China and Russia on the other hand, try to advance their influence on the developing world to further their interests in trade and as a means of curbing western influence to gain supremacy in the world, pushing the US to a secondary place. China invests its surplus capital profitably in the developing countries by providing loans at market rates recoverable in the short term, to finance projects in developing countries which are executed mainly with Chinese personnel including Chinese labour. So there is a slight difference in aid policies of the West and the other two super powers.
Developing countries (G 77 Group) usually stand together in UN forums unless political or country specific considerations push individual countries to differ. Example: India’s decision to refrain from voting when UNHRC resolution 2021 came up for voting, and some countries that are already under UN scrutiny for human rights violations voting against the resolution. Enlightened perspective and diplomacy are the tools to navigate all these blocks on the road.
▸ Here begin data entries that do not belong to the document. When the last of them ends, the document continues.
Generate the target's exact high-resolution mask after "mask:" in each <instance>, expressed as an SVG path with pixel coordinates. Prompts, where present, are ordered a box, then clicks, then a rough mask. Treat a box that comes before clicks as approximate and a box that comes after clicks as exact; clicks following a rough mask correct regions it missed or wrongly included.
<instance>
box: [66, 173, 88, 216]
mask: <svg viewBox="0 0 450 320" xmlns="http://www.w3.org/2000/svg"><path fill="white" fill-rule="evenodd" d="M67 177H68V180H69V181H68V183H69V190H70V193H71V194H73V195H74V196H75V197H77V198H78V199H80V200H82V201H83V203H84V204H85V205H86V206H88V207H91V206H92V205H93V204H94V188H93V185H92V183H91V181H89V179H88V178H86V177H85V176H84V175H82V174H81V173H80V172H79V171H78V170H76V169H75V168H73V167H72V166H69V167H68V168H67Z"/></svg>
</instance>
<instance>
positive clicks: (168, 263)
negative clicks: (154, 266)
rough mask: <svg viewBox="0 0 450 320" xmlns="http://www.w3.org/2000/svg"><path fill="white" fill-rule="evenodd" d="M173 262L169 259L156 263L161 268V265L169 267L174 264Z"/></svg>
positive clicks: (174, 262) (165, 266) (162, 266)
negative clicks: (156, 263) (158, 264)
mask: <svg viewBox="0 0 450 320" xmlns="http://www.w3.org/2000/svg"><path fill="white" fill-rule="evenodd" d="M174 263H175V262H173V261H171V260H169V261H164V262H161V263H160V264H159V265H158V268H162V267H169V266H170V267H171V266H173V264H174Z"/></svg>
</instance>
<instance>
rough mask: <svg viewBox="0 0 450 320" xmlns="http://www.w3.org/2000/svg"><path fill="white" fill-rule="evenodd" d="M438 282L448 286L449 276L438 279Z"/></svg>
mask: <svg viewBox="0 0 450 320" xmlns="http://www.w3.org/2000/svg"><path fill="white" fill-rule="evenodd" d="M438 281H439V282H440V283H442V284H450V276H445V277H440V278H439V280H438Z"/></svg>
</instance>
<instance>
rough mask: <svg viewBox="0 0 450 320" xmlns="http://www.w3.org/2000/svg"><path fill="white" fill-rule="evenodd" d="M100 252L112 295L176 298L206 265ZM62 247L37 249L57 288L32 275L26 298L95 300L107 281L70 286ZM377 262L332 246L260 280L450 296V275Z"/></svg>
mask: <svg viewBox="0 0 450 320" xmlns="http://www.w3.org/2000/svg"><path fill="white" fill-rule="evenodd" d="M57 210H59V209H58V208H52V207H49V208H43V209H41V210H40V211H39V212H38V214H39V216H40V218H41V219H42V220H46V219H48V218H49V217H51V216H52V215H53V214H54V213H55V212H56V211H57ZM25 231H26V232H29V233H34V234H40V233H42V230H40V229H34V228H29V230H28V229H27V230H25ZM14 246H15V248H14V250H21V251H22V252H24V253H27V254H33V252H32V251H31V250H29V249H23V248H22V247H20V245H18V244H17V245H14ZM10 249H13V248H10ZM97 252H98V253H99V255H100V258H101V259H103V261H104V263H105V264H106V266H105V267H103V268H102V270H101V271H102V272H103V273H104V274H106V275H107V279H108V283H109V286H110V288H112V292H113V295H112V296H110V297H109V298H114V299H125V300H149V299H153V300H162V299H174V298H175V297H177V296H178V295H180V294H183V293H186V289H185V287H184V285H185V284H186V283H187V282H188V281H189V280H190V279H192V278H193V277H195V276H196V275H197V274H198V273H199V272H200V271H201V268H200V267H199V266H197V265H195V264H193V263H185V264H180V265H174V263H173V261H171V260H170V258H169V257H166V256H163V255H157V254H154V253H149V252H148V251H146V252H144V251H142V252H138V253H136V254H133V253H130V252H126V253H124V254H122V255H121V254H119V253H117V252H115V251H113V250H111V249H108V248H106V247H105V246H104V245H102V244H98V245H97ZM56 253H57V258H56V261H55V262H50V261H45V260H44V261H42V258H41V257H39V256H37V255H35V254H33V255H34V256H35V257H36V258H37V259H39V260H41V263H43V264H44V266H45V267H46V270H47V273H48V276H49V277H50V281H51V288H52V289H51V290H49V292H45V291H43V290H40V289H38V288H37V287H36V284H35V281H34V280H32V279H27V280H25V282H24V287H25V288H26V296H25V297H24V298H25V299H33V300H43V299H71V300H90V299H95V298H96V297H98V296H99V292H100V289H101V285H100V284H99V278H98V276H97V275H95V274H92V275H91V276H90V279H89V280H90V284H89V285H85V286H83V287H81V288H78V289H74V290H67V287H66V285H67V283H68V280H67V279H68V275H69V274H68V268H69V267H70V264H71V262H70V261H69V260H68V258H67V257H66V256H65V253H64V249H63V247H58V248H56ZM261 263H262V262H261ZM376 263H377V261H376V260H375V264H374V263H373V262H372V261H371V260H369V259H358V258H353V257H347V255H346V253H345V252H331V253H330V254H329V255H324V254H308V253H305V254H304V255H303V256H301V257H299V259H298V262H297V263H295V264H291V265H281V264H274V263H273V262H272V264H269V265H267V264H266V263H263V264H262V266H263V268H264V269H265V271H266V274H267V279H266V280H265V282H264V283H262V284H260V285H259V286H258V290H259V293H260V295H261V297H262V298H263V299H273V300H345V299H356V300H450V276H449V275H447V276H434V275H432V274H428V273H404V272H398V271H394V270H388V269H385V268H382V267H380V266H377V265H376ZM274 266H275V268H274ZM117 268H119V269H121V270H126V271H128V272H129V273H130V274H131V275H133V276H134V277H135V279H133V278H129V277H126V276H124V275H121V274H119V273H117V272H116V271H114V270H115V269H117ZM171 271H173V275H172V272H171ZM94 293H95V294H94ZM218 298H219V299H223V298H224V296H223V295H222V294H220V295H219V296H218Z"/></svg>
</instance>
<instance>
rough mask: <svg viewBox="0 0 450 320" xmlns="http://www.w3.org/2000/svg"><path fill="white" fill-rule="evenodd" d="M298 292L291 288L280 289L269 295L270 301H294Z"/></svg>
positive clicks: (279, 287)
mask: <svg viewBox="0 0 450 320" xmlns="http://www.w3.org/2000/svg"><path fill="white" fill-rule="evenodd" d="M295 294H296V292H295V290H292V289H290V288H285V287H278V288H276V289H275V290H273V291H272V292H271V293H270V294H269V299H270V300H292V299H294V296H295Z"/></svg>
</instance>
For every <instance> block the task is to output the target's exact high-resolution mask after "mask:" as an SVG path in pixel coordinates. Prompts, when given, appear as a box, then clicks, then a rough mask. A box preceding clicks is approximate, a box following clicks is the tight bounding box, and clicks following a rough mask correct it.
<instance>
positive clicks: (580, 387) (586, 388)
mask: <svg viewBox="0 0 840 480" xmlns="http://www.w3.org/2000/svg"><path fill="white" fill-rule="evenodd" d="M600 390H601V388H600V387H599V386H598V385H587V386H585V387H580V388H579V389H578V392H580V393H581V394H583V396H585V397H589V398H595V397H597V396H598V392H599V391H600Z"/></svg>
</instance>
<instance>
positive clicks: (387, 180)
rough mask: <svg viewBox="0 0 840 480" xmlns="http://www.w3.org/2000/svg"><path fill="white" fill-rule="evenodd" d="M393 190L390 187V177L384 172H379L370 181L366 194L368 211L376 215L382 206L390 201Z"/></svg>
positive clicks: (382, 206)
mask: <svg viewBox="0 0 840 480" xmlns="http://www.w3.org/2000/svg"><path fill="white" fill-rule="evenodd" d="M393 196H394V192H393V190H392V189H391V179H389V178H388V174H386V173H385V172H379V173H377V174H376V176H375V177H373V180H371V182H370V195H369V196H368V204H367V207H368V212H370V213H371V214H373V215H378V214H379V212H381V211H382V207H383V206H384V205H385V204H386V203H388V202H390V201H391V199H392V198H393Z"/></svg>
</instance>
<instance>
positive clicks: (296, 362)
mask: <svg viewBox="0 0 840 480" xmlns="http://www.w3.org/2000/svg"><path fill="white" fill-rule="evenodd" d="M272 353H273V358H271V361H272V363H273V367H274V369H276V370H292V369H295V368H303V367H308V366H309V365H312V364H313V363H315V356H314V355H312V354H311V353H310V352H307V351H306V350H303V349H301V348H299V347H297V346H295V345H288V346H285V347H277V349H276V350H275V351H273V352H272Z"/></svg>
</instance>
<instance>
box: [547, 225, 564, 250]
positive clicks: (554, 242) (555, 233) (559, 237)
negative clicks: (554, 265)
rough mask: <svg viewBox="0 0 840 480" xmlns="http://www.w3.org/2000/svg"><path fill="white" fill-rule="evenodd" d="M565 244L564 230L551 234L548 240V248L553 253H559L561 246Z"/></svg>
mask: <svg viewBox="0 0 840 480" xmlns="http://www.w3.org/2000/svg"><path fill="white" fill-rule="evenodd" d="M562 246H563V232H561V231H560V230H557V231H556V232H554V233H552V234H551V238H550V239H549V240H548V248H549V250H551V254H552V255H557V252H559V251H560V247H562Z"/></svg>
The end of the road has not yet come
In conclusion, one could say that the end of the road has not yet come and Sri Lankans still have a chance to look at things with open eyes and close the book on racial politics and other divisive politics, as well as change the attitude and come together to fulfil their civil obligations to select the right leaders and pressure the leaders to protect the interests of the country and not their own interests. Government still can follow more enlightened policies and correct its mistakes. Credible investigations of human rights violations not related to the war, reversing decisions that adversely affect human rights and the independence of the judiciary and public service need immediate attention. This will enable Sri Lanka to free itself from the burden of the UNHRC resolution, avoid the loss of western markets for export and sources of foreign funding as well as isolation among the international community.
The need of the hour is an experienced leader, mature and farsighted, a leader respected by the international community as honest and dependable, who considers the country’s interest and not the popular vote as his first priority, to lead Sri Lanka out of this mess.